An announcement in late May will herald a fall in gas and electricity bills from July.
Remember the Ofgem price cap?
A little over a year ago it was the headline grabber, with the news that the so-called utility price cap set by Ofgem would be rising in April 2022 from £1,277 a year to £1,971 – a 54% increase. The price leap prompted a flurry of government measures, including £150 council tax rebates, followed by a universal £400 payment and the introduction of an Energy Price Guarantee (EPG).
It was all somewhat bewildering, especially as the cap (and the EPG) were not limits on total household energy costs, but merely a regionally based ceiling on the standing and unit charges that suppliers could levy.

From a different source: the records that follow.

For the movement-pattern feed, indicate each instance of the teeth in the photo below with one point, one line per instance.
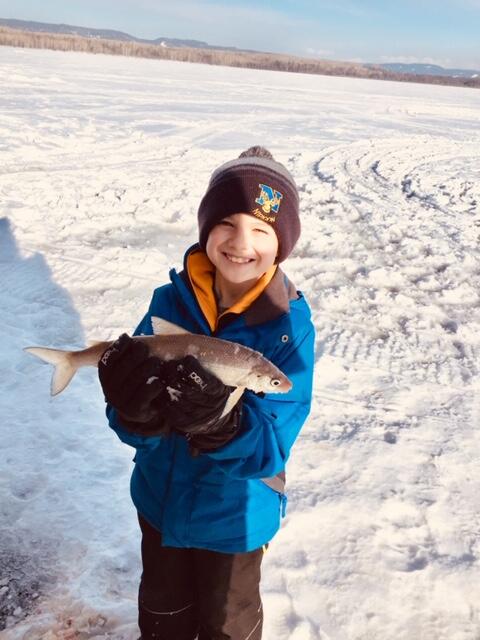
(238, 260)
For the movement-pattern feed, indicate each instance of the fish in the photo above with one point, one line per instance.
(234, 364)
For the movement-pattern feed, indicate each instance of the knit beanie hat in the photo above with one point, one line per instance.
(256, 184)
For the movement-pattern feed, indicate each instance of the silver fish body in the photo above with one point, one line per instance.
(234, 364)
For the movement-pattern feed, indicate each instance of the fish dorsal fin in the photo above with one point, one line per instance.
(164, 327)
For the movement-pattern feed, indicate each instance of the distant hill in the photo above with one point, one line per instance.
(109, 34)
(64, 37)
(428, 69)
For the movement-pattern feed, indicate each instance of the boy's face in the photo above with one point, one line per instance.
(242, 247)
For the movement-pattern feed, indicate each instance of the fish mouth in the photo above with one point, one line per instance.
(237, 259)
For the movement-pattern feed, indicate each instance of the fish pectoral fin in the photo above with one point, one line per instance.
(164, 327)
(233, 398)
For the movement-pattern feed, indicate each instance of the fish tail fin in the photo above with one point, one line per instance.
(64, 370)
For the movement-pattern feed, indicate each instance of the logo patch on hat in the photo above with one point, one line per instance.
(269, 199)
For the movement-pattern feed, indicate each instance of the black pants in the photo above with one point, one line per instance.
(185, 592)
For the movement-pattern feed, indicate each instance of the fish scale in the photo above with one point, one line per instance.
(234, 364)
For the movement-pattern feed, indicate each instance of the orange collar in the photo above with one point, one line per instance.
(202, 278)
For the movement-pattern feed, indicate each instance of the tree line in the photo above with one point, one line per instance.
(250, 60)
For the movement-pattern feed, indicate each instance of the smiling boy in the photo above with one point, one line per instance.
(210, 488)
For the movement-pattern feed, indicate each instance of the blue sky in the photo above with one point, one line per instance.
(444, 32)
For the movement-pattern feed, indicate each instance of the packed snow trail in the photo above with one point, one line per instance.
(103, 162)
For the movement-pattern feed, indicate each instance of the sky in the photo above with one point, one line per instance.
(441, 32)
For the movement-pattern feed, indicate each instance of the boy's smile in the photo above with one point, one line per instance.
(242, 248)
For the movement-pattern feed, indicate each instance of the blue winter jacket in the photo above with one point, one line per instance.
(218, 500)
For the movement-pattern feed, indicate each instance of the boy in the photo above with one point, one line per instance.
(209, 488)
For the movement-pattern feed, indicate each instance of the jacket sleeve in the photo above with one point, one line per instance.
(270, 425)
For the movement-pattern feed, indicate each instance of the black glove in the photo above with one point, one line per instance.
(133, 383)
(197, 400)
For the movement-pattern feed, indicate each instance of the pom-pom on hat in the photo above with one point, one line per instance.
(256, 184)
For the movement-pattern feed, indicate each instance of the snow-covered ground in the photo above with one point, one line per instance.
(102, 164)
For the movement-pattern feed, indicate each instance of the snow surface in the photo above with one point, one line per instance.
(102, 164)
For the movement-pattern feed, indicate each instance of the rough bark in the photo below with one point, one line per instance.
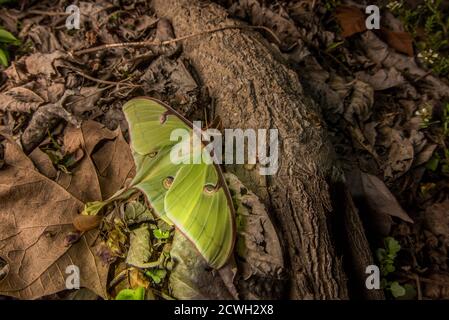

In the March 2023 Budget, the Chancellor added a further twist by deferring a £500 increase in the EPG to £3,000 from April to July 2023.
Since last October, the EPG has been lower than the Ofgem price cap, meaning the Ofgem measure lost its consumer relevance. However, it has mattered to the government, which has been forced to meet the significant cost difference between the two. From July, the situation changes.
On 25 May, Ofgem announced that its new price cap for the three months from 1 July will be £2,074, 32% less than its April – June figure. Consequently, the EPG is the figure that will now become irrelevant – the consumer will pay less thanks to the new Ofgem price cap and the government will be off the hook for subsidising domestic bills.
On current estimates from Cornwall Insights, the next two iterations of Ofgem price caps (October – December 2023 and January – March 2024) will be close to the July quarter and well below the EPG. Thereafter, the EPG disappears, leaving the Ofgem cap the sole price arbiter.
The July switchback to Ofgem may encourage some providers to offer fixed rate deals – at present over 90% of domestic users are on the standard variable tariff, which not so long ago was considered the worst deal. As with many other financial decisions, you may find yourself wondering how much you are prepared to pay for certainty (such as a two-year fix) over the uncertainty (variable rates) that might deliver lower – or higher – costs.